Fashion Incarnate: The women who lived the look

Anna Piaggi (1931-present)

The doyenne of Italian fashion, Piaggi has been writing about the business for more than 50 years and owns more than 2,000 dresses. Known best for her inspirational spreads in Vogue Italia, which use montages of images and text, her influences extend to designers from Karl Lagerfeld to the milliner Stephen Jones, both of whom are close friends. She is conspicuous by her headgear, flamboyant, Anglophilic style and her perennially changing hair colour.

Marchesa Luisa Casati (1881–1957)

First and foremost among the fabulous is the Marchesa, an Italian socialite of the early 1900s, who famously kept a pair of leopards as pets (which she walked at dusk around her home town of Venice) and was waited on by naked men adorned with gold leaf. A reference point for many designers, from John Galliano to Mary Katrantzou, Casati's stunningly ornate residence and decadent parties scandalised polite society and attracted the impolite in equal measure.

Isabella Blow (1958–2007)

Blow is best known for her work with the designers Alexander McQueen and Philip Treacy, to whom she acted as both muse and mentor.

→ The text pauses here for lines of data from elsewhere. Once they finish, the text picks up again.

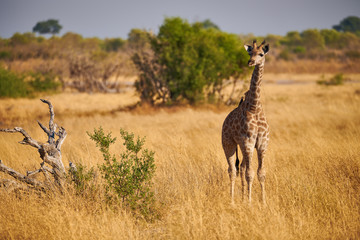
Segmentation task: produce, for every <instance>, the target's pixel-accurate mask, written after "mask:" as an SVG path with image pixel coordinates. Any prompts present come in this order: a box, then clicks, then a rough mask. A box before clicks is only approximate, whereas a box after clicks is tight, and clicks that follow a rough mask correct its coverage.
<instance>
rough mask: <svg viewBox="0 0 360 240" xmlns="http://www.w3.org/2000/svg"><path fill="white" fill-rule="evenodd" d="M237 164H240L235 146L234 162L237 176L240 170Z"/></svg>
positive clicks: (238, 157) (236, 175) (239, 160)
mask: <svg viewBox="0 0 360 240" xmlns="http://www.w3.org/2000/svg"><path fill="white" fill-rule="evenodd" d="M239 165H240V160H239V157H238V150H237V146H236V162H235V167H236V176H239V172H240V169H239Z"/></svg>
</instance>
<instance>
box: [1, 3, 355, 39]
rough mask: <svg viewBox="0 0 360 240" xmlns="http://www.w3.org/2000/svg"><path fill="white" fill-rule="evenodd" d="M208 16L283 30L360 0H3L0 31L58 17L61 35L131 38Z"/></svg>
mask: <svg viewBox="0 0 360 240" xmlns="http://www.w3.org/2000/svg"><path fill="white" fill-rule="evenodd" d="M175 16H178V17H181V18H184V19H187V20H188V21H189V22H194V21H203V20H205V19H210V20H211V21H213V22H214V23H215V24H217V25H218V26H219V27H220V28H221V30H223V31H226V32H230V33H235V34H249V33H253V34H255V35H256V36H264V35H267V34H270V33H271V34H278V35H285V34H286V33H287V32H289V31H299V32H301V31H303V30H305V29H309V28H317V29H324V28H332V26H333V25H335V24H338V23H339V22H340V21H341V20H342V19H344V18H345V17H347V16H358V17H360V0H296V1H295V0H252V1H248V0H246V1H245V0H221V1H215V0H177V1H173V0H167V1H166V0H117V1H116V0H100V1H93V0H0V37H2V38H9V37H11V36H12V35H13V34H14V33H15V32H20V33H23V32H31V31H32V28H33V27H34V26H35V24H36V23H37V22H38V21H44V20H48V19H50V18H53V19H58V20H59V23H60V24H61V25H62V26H63V29H62V30H61V32H60V35H62V34H64V33H66V32H69V31H71V32H76V33H79V34H81V35H83V36H84V37H99V38H113V37H121V38H127V35H128V33H129V32H130V30H131V29H133V28H140V29H147V30H153V31H154V32H157V30H158V29H159V26H161V24H162V23H163V21H164V18H165V17H175Z"/></svg>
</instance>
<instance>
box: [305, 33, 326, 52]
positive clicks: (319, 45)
mask: <svg viewBox="0 0 360 240" xmlns="http://www.w3.org/2000/svg"><path fill="white" fill-rule="evenodd" d="M301 38H302V44H303V46H304V47H306V48H307V49H321V48H324V38H323V37H322V36H321V34H320V32H319V30H317V29H308V30H305V31H303V32H302V33H301Z"/></svg>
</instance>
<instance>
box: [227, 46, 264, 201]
mask: <svg viewBox="0 0 360 240" xmlns="http://www.w3.org/2000/svg"><path fill="white" fill-rule="evenodd" d="M264 44H265V41H264V42H263V43H262V44H261V45H260V46H259V47H257V46H256V42H255V41H254V42H253V46H248V45H245V48H246V50H247V51H248V53H249V55H250V60H249V63H248V64H249V66H255V69H254V71H253V74H252V77H251V83H250V89H249V91H247V92H246V93H245V100H244V101H241V102H240V104H239V106H238V107H237V108H235V109H234V110H233V111H232V112H230V113H229V115H228V116H227V117H226V119H225V121H224V123H223V128H222V146H223V149H224V152H225V156H226V159H227V162H228V164H229V168H228V171H229V177H230V182H231V184H230V195H231V199H232V201H233V197H234V187H235V179H236V176H237V174H238V173H239V172H240V177H241V182H242V194H243V199H244V196H245V182H247V187H248V188H247V189H248V198H249V202H251V187H252V182H253V179H254V171H253V168H252V166H251V162H252V156H253V152H254V149H256V150H257V155H258V170H257V175H258V179H259V181H260V185H261V192H262V200H263V202H264V203H265V166H264V157H265V152H266V149H267V146H268V142H269V126H268V124H267V121H266V117H265V113H264V111H263V108H262V105H261V102H260V85H261V81H262V74H263V71H264V63H265V57H264V56H265V55H266V53H267V52H268V50H269V45H266V46H264ZM238 145H239V146H240V149H241V152H242V156H243V160H242V162H241V164H240V168H239V166H238V165H239V163H240V162H239V160H238V151H237V146H238Z"/></svg>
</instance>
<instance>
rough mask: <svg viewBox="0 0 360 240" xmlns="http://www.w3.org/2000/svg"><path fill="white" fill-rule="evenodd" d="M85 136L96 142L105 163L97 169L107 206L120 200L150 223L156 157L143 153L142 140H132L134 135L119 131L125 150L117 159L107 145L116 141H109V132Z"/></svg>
mask: <svg viewBox="0 0 360 240" xmlns="http://www.w3.org/2000/svg"><path fill="white" fill-rule="evenodd" d="M87 134H88V135H89V136H90V138H91V139H92V140H93V141H95V142H96V146H97V147H99V148H100V151H101V153H102V155H103V158H104V163H103V164H102V165H100V166H99V169H100V172H101V173H102V177H103V178H104V180H105V190H106V196H107V198H108V200H109V203H117V202H118V200H120V201H121V202H122V204H123V206H126V207H129V208H130V209H131V210H133V211H134V212H135V213H136V212H139V213H140V214H141V215H142V216H144V217H145V218H146V219H148V220H151V219H152V218H153V217H154V216H155V215H156V214H155V211H154V203H155V197H154V193H153V192H152V178H153V176H154V174H155V170H156V166H155V160H154V154H155V153H154V152H152V151H149V150H147V149H143V146H144V143H145V138H142V139H141V138H139V137H138V138H136V139H135V137H134V134H133V133H129V132H127V131H125V130H123V129H121V130H120V134H121V137H122V139H123V140H124V143H123V145H124V146H125V148H126V150H125V151H124V152H123V153H121V154H120V156H119V159H118V158H117V157H116V156H115V155H113V154H111V153H110V145H111V144H114V143H115V141H116V138H112V137H111V132H110V133H108V134H105V133H104V131H103V129H102V128H101V127H100V128H99V129H98V130H97V129H94V133H87Z"/></svg>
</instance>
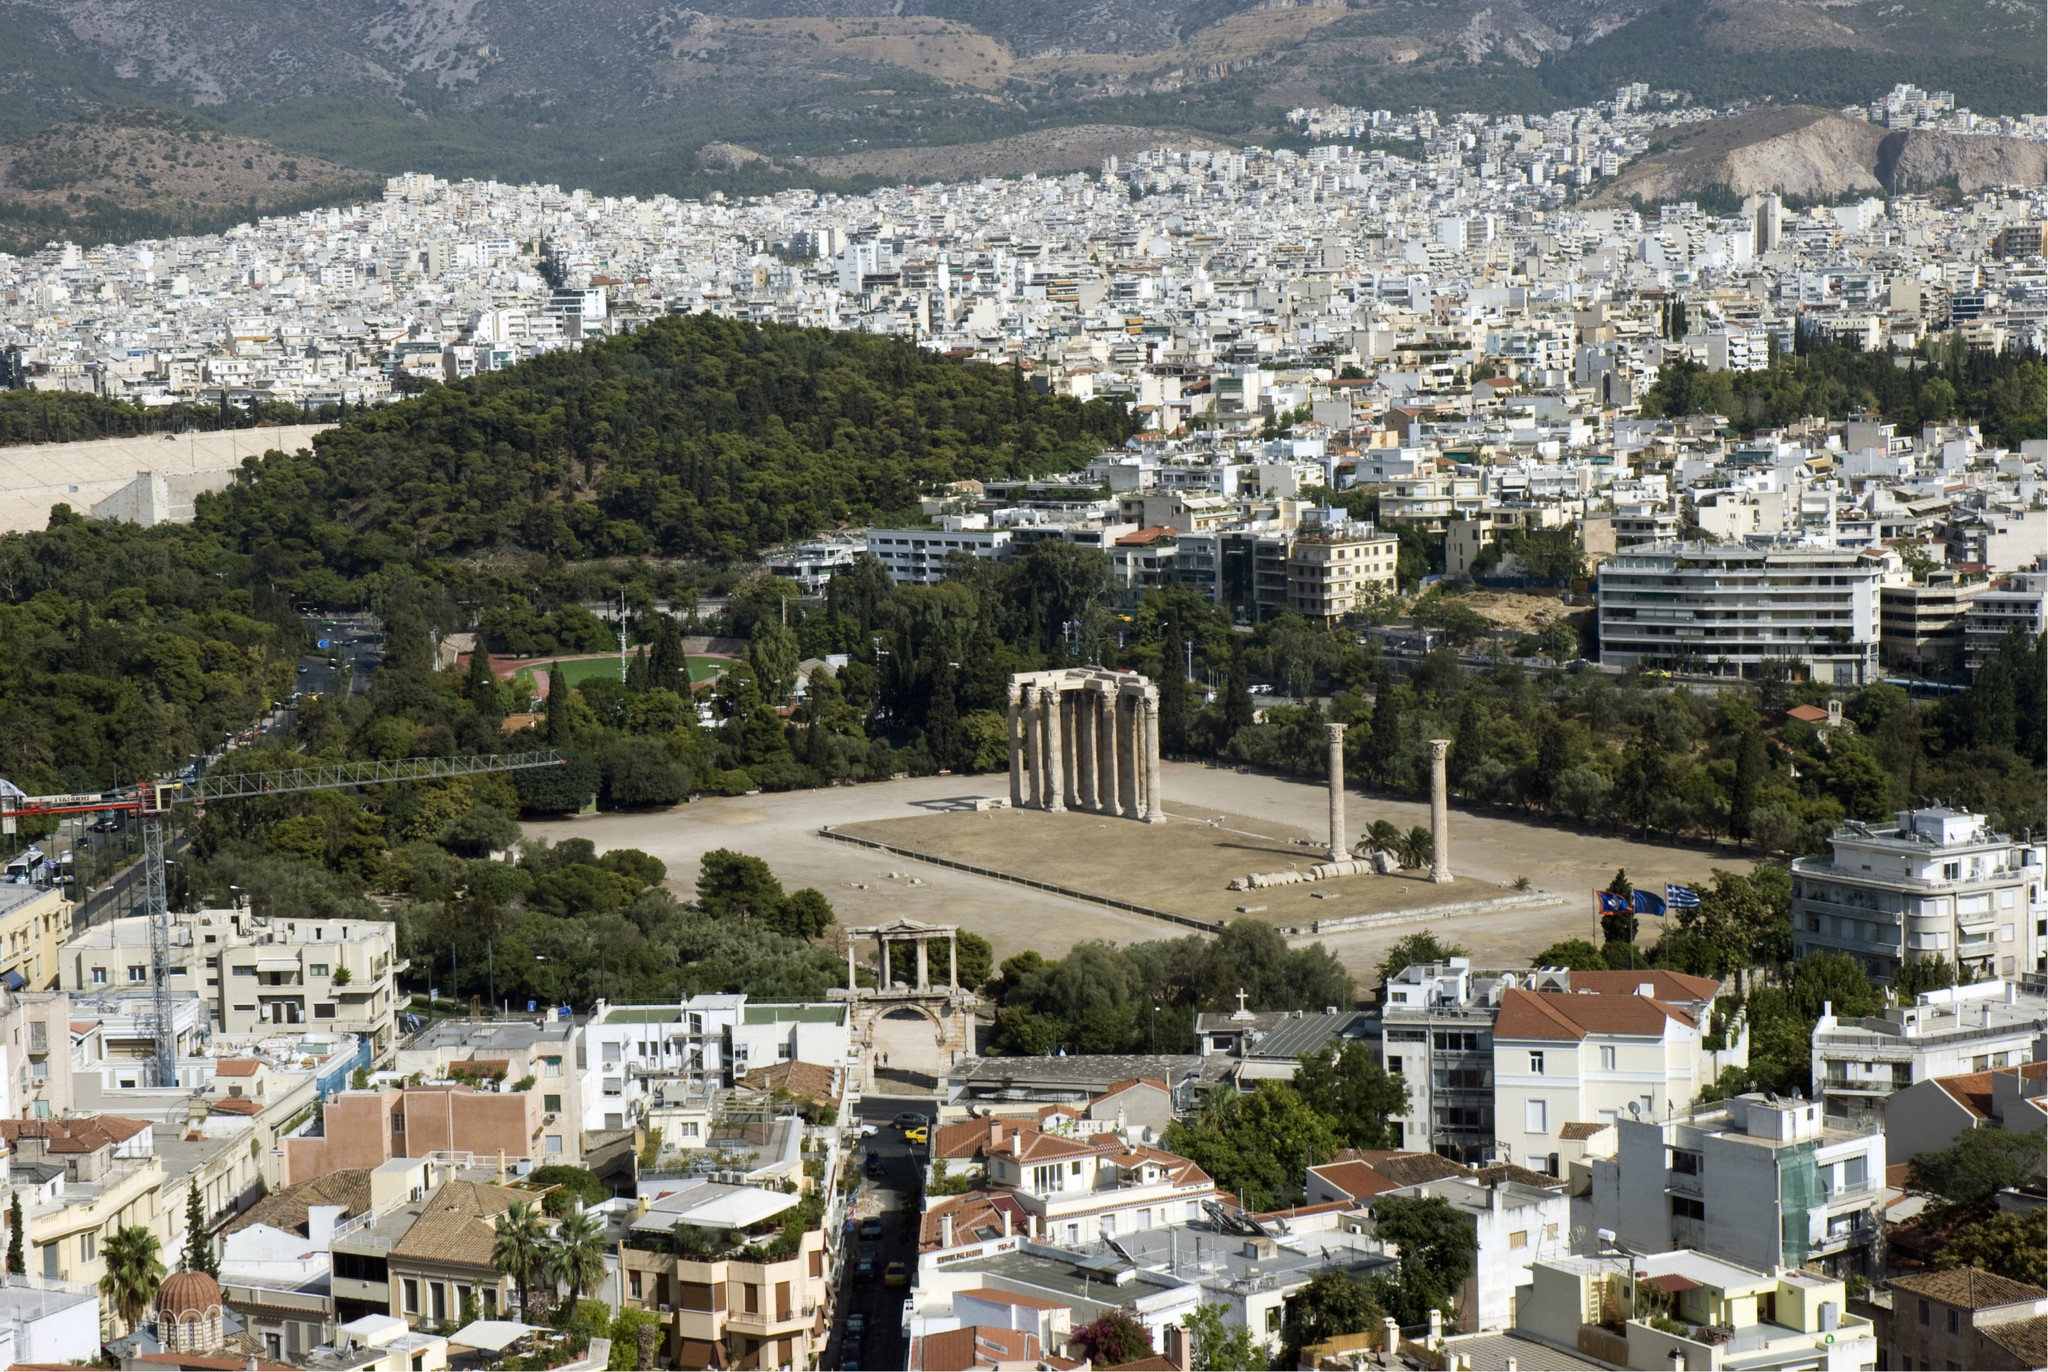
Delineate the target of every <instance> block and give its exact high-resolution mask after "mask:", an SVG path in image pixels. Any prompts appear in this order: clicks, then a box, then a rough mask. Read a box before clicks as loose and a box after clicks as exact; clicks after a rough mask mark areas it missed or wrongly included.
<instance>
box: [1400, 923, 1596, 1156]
mask: <svg viewBox="0 0 2048 1372" xmlns="http://www.w3.org/2000/svg"><path fill="white" fill-rule="evenodd" d="M1530 985H1534V987H1536V989H1567V987H1569V973H1565V971H1563V969H1556V971H1534V973H1516V971H1505V973H1481V971H1475V969H1473V962H1470V958H1450V960H1448V962H1442V964H1436V962H1432V964H1427V967H1407V969H1403V971H1401V975H1397V977H1395V979H1393V981H1389V983H1386V1001H1384V1003H1382V1005H1380V1014H1378V1022H1376V1024H1368V1026H1366V1036H1368V1038H1376V1040H1378V1048H1380V1061H1382V1065H1384V1067H1386V1071H1389V1073H1397V1075H1399V1077H1401V1079H1403V1081H1407V1087H1409V1108H1407V1112H1405V1116H1403V1118H1401V1120H1389V1122H1391V1124H1395V1141H1393V1145H1395V1147H1397V1149H1417V1151H1427V1153H1442V1155H1444V1157H1450V1159H1456V1161H1460V1163H1481V1161H1487V1159H1491V1157H1495V1139H1497V1130H1495V1110H1493V1020H1495V1018H1497V1016H1499V1010H1501V997H1503V995H1505V993H1507V991H1511V989H1524V987H1530Z"/></svg>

The indefatigable fashion editor at Tatler was often to be seen in the office resplendent in full couture looks, and bought McQueen's graduate collection straight off the catwalk, paying the young, gifted and broke designer in instalments of £200. She died in 2007 and was much mourned by the industry to which she had devoted her life.

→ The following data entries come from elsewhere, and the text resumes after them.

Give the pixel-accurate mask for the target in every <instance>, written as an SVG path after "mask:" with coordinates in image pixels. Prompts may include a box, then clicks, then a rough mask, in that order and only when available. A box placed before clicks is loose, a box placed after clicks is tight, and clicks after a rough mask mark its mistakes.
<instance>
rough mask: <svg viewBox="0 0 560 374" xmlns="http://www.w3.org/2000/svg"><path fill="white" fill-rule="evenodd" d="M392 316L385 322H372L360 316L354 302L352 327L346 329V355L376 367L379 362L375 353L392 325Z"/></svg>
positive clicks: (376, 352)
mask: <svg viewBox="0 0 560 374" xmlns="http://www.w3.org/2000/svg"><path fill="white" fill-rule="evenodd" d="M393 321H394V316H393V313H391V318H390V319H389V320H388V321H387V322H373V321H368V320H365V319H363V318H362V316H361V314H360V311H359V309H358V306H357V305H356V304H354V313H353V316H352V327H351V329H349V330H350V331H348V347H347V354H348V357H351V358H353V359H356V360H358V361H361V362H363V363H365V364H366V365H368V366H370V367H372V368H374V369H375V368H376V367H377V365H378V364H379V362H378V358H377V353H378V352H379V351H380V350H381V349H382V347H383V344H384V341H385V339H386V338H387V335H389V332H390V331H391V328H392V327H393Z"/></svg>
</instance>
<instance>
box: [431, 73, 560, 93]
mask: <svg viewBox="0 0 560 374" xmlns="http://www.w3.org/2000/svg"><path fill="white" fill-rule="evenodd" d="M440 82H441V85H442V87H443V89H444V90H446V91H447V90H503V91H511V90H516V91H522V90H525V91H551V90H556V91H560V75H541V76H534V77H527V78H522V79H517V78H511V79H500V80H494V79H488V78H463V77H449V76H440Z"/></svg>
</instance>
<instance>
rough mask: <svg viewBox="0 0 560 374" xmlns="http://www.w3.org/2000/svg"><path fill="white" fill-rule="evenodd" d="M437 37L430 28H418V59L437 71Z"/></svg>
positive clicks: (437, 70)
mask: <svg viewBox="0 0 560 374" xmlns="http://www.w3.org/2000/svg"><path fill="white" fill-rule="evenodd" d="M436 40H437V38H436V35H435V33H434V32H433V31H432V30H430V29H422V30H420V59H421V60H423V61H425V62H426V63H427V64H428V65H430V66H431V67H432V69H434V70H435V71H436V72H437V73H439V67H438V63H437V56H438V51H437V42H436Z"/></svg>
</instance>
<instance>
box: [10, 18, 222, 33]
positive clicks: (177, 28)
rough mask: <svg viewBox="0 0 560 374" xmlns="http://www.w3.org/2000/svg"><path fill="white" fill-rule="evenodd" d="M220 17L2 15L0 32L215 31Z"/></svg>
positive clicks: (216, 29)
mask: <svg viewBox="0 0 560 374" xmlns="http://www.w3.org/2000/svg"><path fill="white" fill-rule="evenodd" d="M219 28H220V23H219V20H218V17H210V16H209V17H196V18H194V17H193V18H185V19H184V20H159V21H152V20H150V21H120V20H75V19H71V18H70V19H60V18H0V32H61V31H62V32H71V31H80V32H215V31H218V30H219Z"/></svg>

Diana Vreeland (1903–1989)

Fierce and fearsome, Vreeland was editor-in-chief of US Vogue from 1963 until 1971, and "discovered", among others, Lauren Bacall. She notably worked with the photographer Richard Avedon, and lived in an apartment decorated solely in red. In her "Why don't you" column for Harper's Bazaar, Vreeland suggested dressing a daughter as an infanta for her birthday party and washing children's hair in dead champagne, as per French aristocratic tradition. "She was, and remains, the only genius fashion editor," remarked Avedon on her death.